Weather conditions, game postponements create rescheduling challenges for ADs

OSCEOLA COUNTY — When severe weather conditions hit the area, school officials are frequently on call, determining whether or not there will be classes as scheduled.

Athletic directors are also on the spot as they need to determine the status of their schedules.

“The challenge of rescheduling games is starting to heat up,” Pine River athletic director Aaron Schab said on Monday. “We had one cheer competition and two wrestling tournaments cancelled this past Saturday. Otherwise we have one boys basketball game that was canceled and will be played this Saturday.

“I am not sure if we are quite to the point that we were last winter, but we have a good seven weeks left of winter sports. Last winter season seemed like we had snow days every week so I am hoping we are through the worst of the weather. Last spring was a nightmare as well.”

Right now, the winter season is creating challenges galore.

“This seems a little bit worse this early,” said Evart AD Randy Kruse. “It’s boom, boom, boom, boom. It’s mid-January and we’ve had four cancellations. It’s unusual  to have four or five during the year but to have four this early is unusual.”

Other athletic directors agree.

“It’s a pain,” Reed City athletic director Kris Griffin said regarding cancelling and rescheduling sporting events. “Some of the guidelines are the same for cancelling sporting events and school, but it really depends on the roads and the weather. We look at safety first.”

While all schools handle things differently, most look for similar signs and factors when considering the cancellation of an athletic event.

“It’s tough to call sports on temperature,” Griffin said after calling off a Reed City girls game at Lakeview last week. “Cold is a challenge. Schools can be closed for snow or cold, but that doesn’t necessarily apply to sporting events. But if it’s super cold and feels like less than 20 below outside, it’s tough. We want to make sure it’s safe outside for both schools.”

The protocol and the timeline has minor differences between schools depending on size, but the process is basically the same for postponing extracurricular events on days with no school.

“We talk to the superintendent, the coaches and other athletic directors and our principal, Monty Price, who used to be our athletic director,” Griffin said. “I was on the phone with Lakeview’s AD at 8 a.m. (Monday) morning (Jan. 6) talking about whether we would play or not. We say we’ll have a decision at noon, but we like to know before that for the parents and officials, especially because we don’t have transportation for sports, it’s all parents. We try to post the information on our school webpage as soon as we know.”

One of the biggest challenges that goes with the whole process is rescheduling games.

“For us the biggest challenge is rescheduling games. The reschedule shuffle is tough,” Griffin said. “We struggle with gym availability and it’s tough because we can only play three games per week for the MHSAA and our conference is so spread out. Our conference games are the ones we give priority when we try to reschedule.”

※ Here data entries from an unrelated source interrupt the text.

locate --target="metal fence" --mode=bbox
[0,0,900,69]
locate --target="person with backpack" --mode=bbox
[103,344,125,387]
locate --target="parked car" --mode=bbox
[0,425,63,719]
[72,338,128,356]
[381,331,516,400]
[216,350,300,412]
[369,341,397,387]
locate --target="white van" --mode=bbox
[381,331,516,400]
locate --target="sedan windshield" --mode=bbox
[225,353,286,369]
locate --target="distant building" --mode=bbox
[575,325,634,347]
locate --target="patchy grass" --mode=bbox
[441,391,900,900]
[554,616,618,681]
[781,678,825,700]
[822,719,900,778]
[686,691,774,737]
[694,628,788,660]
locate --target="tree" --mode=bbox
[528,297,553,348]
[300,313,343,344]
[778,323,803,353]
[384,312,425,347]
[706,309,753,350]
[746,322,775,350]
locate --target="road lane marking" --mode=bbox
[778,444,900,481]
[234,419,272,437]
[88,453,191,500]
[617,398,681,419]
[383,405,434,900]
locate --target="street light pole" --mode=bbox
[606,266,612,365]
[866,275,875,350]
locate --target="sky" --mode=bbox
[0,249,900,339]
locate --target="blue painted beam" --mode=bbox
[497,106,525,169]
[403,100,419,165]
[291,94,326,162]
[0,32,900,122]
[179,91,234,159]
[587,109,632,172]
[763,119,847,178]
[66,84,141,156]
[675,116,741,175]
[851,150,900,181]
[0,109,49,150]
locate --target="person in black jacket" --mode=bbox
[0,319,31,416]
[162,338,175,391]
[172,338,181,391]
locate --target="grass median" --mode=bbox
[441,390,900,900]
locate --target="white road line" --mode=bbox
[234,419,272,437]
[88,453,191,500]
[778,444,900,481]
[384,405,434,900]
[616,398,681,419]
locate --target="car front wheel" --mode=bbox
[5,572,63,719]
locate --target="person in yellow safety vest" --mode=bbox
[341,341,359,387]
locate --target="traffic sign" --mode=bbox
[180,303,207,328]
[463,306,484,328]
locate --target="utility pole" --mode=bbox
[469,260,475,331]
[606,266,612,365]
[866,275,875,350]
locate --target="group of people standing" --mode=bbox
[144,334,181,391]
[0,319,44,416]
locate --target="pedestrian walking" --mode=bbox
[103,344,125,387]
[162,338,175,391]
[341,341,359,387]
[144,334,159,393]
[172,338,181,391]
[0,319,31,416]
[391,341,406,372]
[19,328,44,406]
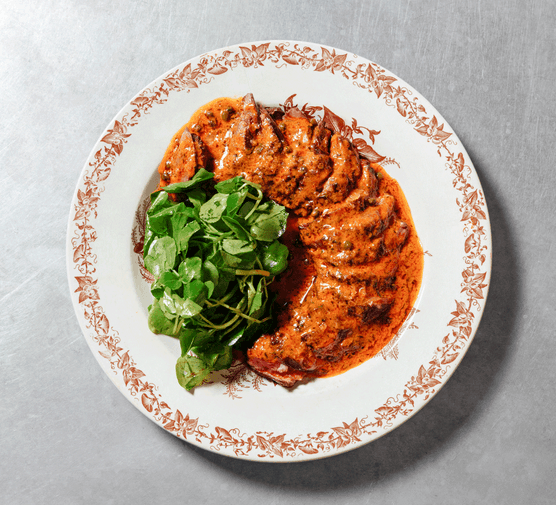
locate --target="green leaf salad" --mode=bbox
[143,168,288,390]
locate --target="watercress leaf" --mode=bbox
[178,256,203,284]
[183,279,208,304]
[162,168,214,193]
[202,260,219,288]
[159,288,177,319]
[170,206,195,238]
[151,277,164,299]
[199,193,228,223]
[159,270,182,293]
[237,200,255,218]
[174,221,201,252]
[147,191,174,215]
[147,300,174,335]
[262,240,289,275]
[222,238,257,255]
[221,250,243,268]
[250,211,288,242]
[222,215,249,240]
[249,279,266,316]
[205,281,214,298]
[174,294,206,317]
[179,328,200,356]
[145,236,176,277]
[176,355,211,391]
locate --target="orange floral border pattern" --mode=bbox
[71,42,488,459]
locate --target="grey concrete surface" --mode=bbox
[0,0,556,505]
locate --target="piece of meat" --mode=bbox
[159,94,420,387]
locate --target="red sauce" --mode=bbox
[158,95,423,386]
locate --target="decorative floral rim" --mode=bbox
[68,42,491,461]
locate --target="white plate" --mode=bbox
[67,41,492,461]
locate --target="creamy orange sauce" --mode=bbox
[154,95,423,386]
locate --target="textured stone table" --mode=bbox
[0,0,556,505]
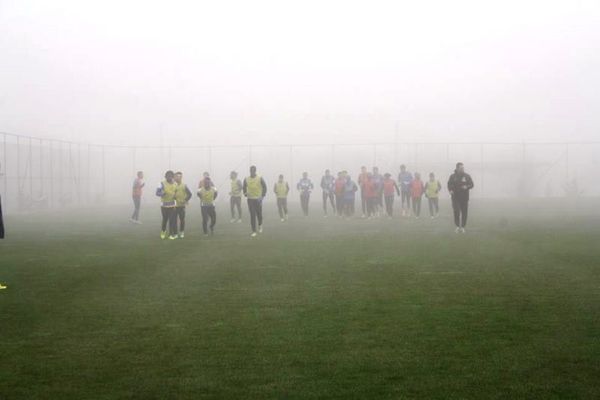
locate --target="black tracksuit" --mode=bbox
[448,171,474,228]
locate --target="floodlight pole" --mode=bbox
[290,146,294,197]
[17,136,21,207]
[479,143,485,197]
[101,145,106,200]
[27,137,33,200]
[0,133,8,211]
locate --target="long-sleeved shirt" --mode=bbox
[344,180,358,200]
[132,178,145,197]
[448,171,475,200]
[242,176,267,197]
[296,178,314,194]
[383,178,400,197]
[321,175,335,193]
[398,171,413,193]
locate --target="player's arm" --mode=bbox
[185,185,192,203]
[156,182,165,197]
[260,177,267,197]
[467,175,475,190]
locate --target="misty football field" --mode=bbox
[0,196,600,400]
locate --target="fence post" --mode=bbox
[0,133,8,211]
[479,143,485,197]
[102,145,106,202]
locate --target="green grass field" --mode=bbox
[0,200,600,400]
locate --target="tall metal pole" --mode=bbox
[3,133,8,211]
[58,142,64,207]
[27,138,33,202]
[169,145,171,169]
[77,143,83,205]
[329,144,335,171]
[48,140,54,207]
[39,139,44,198]
[479,143,485,197]
[131,146,137,175]
[565,143,570,184]
[85,143,91,205]
[102,145,106,201]
[290,146,294,197]
[371,144,377,167]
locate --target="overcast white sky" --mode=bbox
[0,0,600,144]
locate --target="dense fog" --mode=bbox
[0,0,600,212]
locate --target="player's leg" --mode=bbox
[208,206,217,235]
[277,198,283,221]
[169,207,177,239]
[256,200,262,233]
[235,196,242,222]
[160,207,169,239]
[248,199,258,235]
[460,199,469,232]
[229,196,235,222]
[177,207,185,238]
[200,206,208,235]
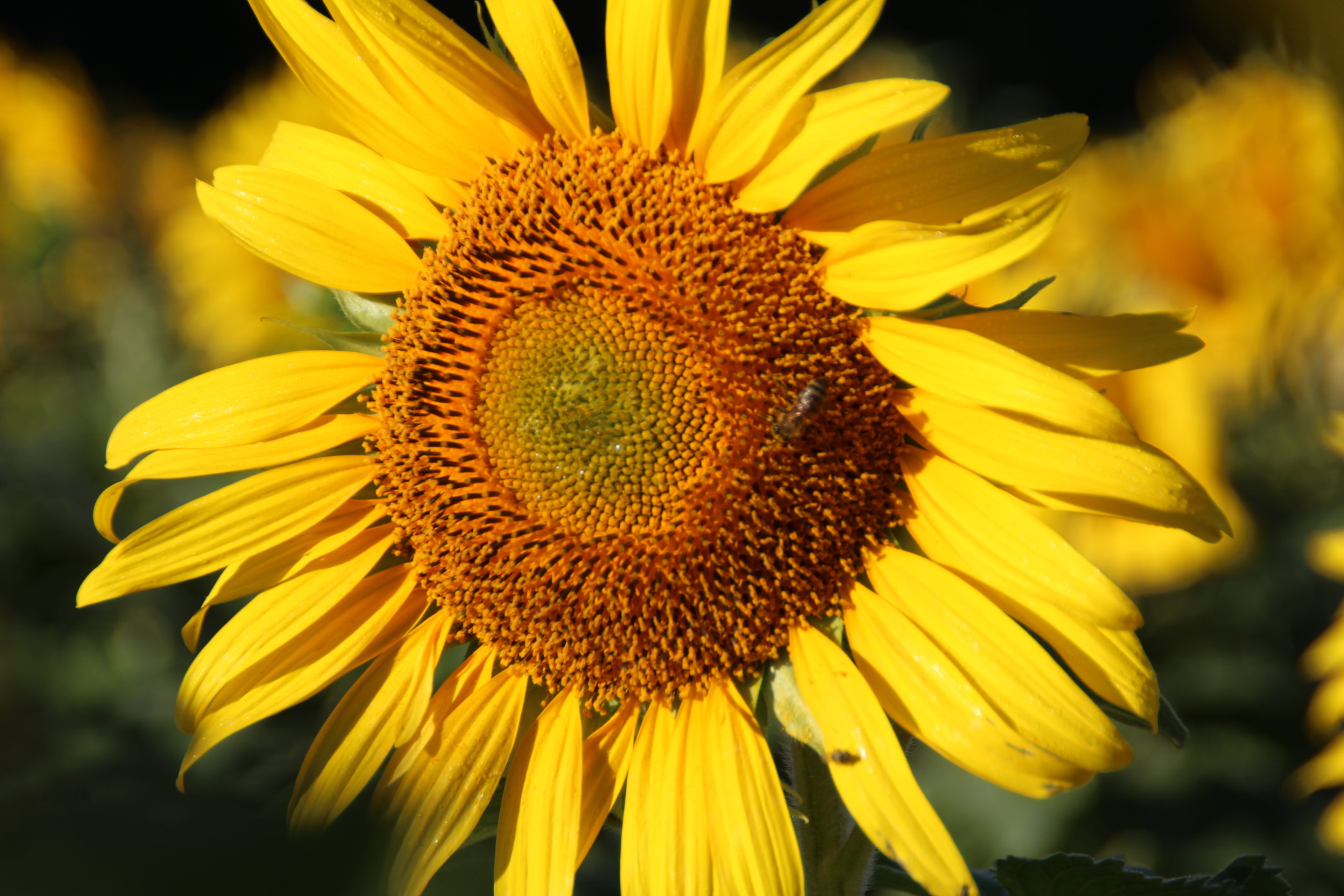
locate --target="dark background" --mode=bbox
[0,0,1344,896]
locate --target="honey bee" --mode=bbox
[770,376,831,442]
[826,749,860,766]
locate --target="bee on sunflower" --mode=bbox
[79,0,1228,896]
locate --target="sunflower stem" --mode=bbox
[789,737,875,896]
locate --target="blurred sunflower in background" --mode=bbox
[78,0,1231,896]
[968,56,1344,594]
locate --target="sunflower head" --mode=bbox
[70,0,1226,896]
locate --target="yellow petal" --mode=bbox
[664,0,728,152]
[574,700,640,869]
[75,455,374,607]
[902,448,1144,629]
[784,114,1087,245]
[844,583,1092,798]
[93,414,378,544]
[182,501,387,651]
[196,165,422,293]
[485,0,590,140]
[495,685,583,896]
[1298,606,1344,679]
[898,390,1230,541]
[789,625,979,896]
[691,0,882,184]
[691,679,802,896]
[733,78,947,214]
[107,352,383,469]
[261,121,448,239]
[867,547,1132,771]
[899,448,1157,723]
[938,309,1204,379]
[176,525,394,734]
[1306,529,1344,581]
[821,191,1064,312]
[327,0,529,167]
[338,0,551,138]
[289,613,452,833]
[621,694,712,896]
[179,555,429,780]
[379,666,527,896]
[249,0,485,180]
[606,0,672,149]
[1289,736,1344,797]
[864,310,1138,442]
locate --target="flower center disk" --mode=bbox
[371,134,902,700]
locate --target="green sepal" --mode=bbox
[332,289,397,333]
[262,317,383,357]
[994,853,1292,896]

“You try to give them the full slate of games and try to schedule it,” Kruse said. “Sometimes you can’t find a date. But all of ours are rescheduled.”

Every week from now on involves two games for the basketball teams, Kruse noted, making ADs hopeful that no more postponements will be forthcoming.

“This week the girls will play three because of next Saturday,” Kruse said. “The boys have  another couple where they’ll play three those weeks. That’s all we have left.”

Evart is among the schools that cancels games and practices the day that a regularly schedule school day is cancelled.

“It’s a school rule, each school has their own rule,” Kruse said. “If you’re saying you’re not going to have school because of the weather, then it’s kind of crazy to say we trust people to come in (from a safety standpoint)...for games, but not for the regular day.”

Evart still has usually been able to reschedule its events.

“You’re hoping both schools have the date open,” Kruse said.

Pine River does it differently.

“We do not have a policy that restricts us from playing in the event that school is cancelled,” Schab said. “Often the roads are cleared and safer to travel by late afternoon, so we have played games at night when school was closed that day. With the possibility of winter storms at any time, I like to play contests on their original date if at all possible.”

Herald-Review sports writer Daine Pavloski contributed to this report.